Earn With P2P? It’s Quite Real!
Besides the direct benefit from P2P exchange operations, this is also an opportunity to earn money.
- Reselling currencies when buying at a lower rate aka arbitrage. You analyze offers for the sale of the same LTC, find a profitable one for you, and buy coins. Then watch the offers to buy and sell to the highest bidder.
- Cryptocurrency exchange. If you have a certain amount of assets, you can simply earn on the exchange, like all other online exchangers.
- Affiliate programs are another way to make money on P2P exchanges. Attract new members with your referral links and make a profit.
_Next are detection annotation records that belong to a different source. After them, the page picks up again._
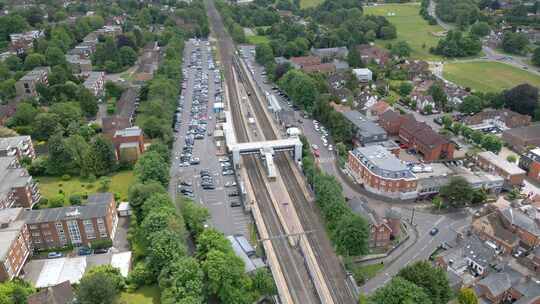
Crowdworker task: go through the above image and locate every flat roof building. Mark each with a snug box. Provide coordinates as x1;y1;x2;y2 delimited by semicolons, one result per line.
343;111;388;145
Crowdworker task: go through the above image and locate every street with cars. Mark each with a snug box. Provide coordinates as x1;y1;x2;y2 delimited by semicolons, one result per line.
171;39;251;236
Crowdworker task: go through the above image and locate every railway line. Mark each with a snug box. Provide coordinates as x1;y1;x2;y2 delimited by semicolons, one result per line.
233;28;355;304
206;1;320;303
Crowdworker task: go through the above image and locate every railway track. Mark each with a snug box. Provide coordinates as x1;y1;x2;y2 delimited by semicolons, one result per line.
206;0;320;303
233;33;356;304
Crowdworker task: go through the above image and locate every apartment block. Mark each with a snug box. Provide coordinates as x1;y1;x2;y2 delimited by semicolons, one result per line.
0;136;36;160
474;151;526;189
0;156;41;209
519;148;540;181
15;67;51;97
24;193;118;249
347;145;418;199
83;72;105;96
112;126;144;162
0;208;32;282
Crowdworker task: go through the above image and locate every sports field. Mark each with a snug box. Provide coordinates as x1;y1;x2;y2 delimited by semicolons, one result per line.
364;3;444;60
443;61;540;92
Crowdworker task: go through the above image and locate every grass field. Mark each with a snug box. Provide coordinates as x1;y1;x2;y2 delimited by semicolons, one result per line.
36;171;135;203
300;0;323;8
443;61;540;92
114;285;160;304
246;35;270;44
364;3;443;60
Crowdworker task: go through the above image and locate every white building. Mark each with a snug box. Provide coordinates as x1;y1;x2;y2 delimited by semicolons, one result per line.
353;69;373;82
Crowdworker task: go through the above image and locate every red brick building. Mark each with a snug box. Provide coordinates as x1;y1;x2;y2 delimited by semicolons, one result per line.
379;110;455;162
112;127;144;162
24;193;118;249
0;156;41;209
0;208;32;281
347;145;417;199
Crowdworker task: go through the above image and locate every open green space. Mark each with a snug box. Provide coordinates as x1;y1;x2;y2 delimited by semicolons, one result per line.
115;285;160;304
300;0;323;8
364;3;444;60
353;263;384;284
36;170;135;202
246;35;270;44
443;61;540;92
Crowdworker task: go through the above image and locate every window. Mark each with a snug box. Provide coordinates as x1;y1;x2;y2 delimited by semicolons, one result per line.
67;220;82;244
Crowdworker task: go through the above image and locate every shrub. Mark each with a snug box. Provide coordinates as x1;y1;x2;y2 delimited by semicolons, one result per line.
90;239;112;249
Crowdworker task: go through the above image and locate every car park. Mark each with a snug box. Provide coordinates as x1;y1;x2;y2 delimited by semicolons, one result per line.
47;251;64;259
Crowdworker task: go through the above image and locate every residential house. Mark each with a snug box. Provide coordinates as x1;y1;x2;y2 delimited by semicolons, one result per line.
343;111;388;146
367;100;390;120
474;151;526;189
0;135;36;160
435;234;501;286
66;55;92;75
349;199;392;248
398;111;455;162
24;193;118;249
9;30;45;55
311;46;349;61
352;69;373;82
15;67;51;97
502;124;540;152
357;44;392;66
112;126;144;162
0;208;32;282
497;207;540;248
28;281;75;304
463;109;531;131
519;148;540;181
83;72;105;96
0;156;41;209
347;145;417;200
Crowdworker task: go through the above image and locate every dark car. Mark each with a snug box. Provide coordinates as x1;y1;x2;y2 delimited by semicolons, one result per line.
79;247;92;255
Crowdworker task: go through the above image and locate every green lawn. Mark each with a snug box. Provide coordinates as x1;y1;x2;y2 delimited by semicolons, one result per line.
246;35;270;44
443;61;540;92
353;263;384;284
115;285;160;304
364;3;444;60
36;171;135;201
300;0;323;8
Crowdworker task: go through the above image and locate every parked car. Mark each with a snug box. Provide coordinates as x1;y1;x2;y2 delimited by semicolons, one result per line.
47;251;64;259
79;247;92;255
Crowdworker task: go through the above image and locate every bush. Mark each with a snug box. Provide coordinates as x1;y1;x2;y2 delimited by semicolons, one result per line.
90;239;112;249
69;194;82;206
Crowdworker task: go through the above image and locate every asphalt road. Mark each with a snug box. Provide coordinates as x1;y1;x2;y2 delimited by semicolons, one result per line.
242;41;471;294
170;38;252;238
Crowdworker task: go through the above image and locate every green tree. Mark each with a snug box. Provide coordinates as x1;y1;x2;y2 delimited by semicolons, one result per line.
334;213;370;256
439;176;473;207
471;21;491;37
390;41;412;58
24;53;46;70
255;43;274;65
458;288;478;304
369;277;437;304
134;151;169;187
76;271;120;304
398;261;452;303
45;46;66;66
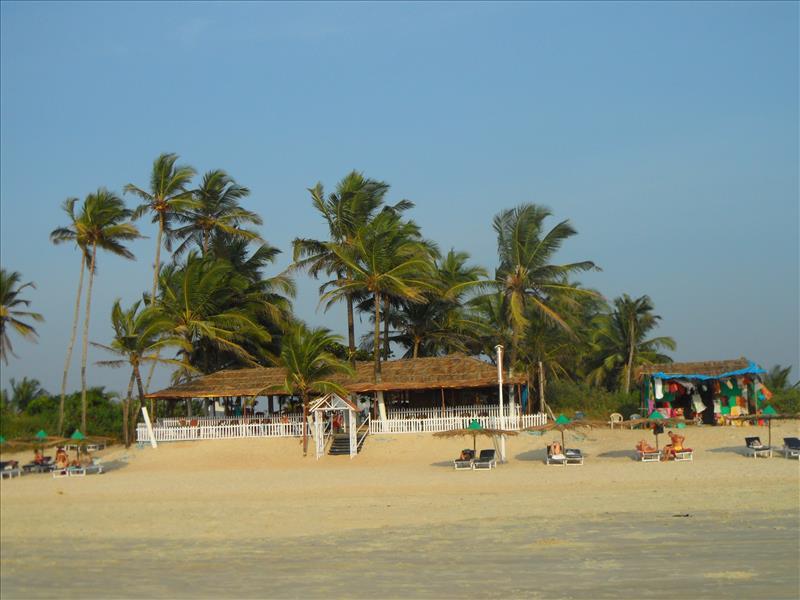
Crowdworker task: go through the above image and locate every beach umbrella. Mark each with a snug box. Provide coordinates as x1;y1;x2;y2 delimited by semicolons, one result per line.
523;414;606;448
69;429;86;460
433;419;517;452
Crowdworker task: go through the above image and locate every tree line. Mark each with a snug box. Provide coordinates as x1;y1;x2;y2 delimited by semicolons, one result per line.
10;154;788;442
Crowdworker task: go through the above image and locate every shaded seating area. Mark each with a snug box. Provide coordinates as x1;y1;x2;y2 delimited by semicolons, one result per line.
744;436;772;458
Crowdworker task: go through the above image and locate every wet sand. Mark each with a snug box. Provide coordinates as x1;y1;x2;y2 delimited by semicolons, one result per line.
0;423;800;599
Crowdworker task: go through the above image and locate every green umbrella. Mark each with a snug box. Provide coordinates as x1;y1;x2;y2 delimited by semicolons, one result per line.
524;414;606;448
433;419;517;452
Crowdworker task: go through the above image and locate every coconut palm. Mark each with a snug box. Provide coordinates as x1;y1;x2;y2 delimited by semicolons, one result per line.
92;299;191;445
273;323;353;456
173;169;262;256
50;198;89;435
125;153;197;298
0;269;44;364
320;211;433;383
156;252;270;380
493;204;596;369
589;294;675;393
51;188;141;433
292;171;413;364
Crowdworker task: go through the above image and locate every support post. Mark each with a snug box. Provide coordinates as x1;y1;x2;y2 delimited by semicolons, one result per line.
142;406;158;448
494;344;506;463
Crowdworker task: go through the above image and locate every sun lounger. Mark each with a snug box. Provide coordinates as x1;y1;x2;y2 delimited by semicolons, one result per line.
453;449;474;471
744;437;772;458
544;444;567;465
636;450;661;462
564;448;583;465
472;448;497;471
783;438;800;458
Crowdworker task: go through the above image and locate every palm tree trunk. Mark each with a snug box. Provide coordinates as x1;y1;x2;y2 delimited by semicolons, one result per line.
81;243;97;435
303;392;308;456
58;255;86;435
345;294;356;369
144;212;164;394
373;292;381;383
122;370;135;448
625;323;633;394
383;294;390;360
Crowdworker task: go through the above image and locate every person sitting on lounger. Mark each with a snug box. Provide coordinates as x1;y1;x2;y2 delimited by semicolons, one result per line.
636;440;658;454
56;446;69;469
663;431;686;460
550;440;564;458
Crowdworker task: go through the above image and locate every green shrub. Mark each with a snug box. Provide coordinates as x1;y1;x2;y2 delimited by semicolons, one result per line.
545;381;639;420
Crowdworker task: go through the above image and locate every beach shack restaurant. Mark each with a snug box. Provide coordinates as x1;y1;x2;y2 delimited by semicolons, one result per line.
639;358;772;425
142;354;547;442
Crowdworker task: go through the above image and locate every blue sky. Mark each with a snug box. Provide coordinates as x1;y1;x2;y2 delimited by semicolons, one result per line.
0;2;800;392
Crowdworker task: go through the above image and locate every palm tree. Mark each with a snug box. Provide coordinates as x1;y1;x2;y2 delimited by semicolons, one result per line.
92;299;191;446
274;322;353;456
320;211;433;383
173;169;262;256
156;252;270;382
67;188;141;433
384;250;486;358
125;153;197;298
50;198;89;435
589;294;676;394
292;171;413;365
0;269;44;364
493;204;596;369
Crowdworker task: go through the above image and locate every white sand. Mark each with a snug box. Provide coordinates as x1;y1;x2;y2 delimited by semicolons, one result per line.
0;422;800;598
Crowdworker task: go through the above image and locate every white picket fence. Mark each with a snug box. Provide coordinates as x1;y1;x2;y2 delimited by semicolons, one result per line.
136;407;547;443
156;414;303;427
369;413;547;434
136;422;303;443
386;404;520;419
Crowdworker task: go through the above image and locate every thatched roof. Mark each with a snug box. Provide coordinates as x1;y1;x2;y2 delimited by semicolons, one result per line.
637;357;750;377
147;354;525;398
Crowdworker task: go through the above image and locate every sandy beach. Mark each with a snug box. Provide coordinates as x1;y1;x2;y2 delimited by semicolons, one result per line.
0;422;800;598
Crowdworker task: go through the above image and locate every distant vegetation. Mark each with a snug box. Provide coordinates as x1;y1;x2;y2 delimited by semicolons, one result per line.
7;154;796;437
Security and Anti-Fraud Policy
One of the cornerstones of P2P trading is the matter of safety. Due to the lack of control of the supervisory body, the risks of fraud in P2P are high. To reduce them, exchanges and providers offer the following solutions:
- KYC policy – that is, verification of participants before admission to trading.
- The work of the support service is the basis for resolving disputes on the platform.
- Introduction of counter party ratings and user reviews.
- Multi-factor user authentication.
All of them help reduce the risk of fraud, which means your direct financial losses.
Working according to the P2P scheme in the exchange of cryptocurrencies opens up a lot of opportunities. This is the lack of binding to prices, and the possibility of direct offline exchange, and work without intermediaries. Despite the obvious drawbacks, such as low liquidity, the need for additional security measures, the difficulty for newcomers, P2P sales are actively conquering the world.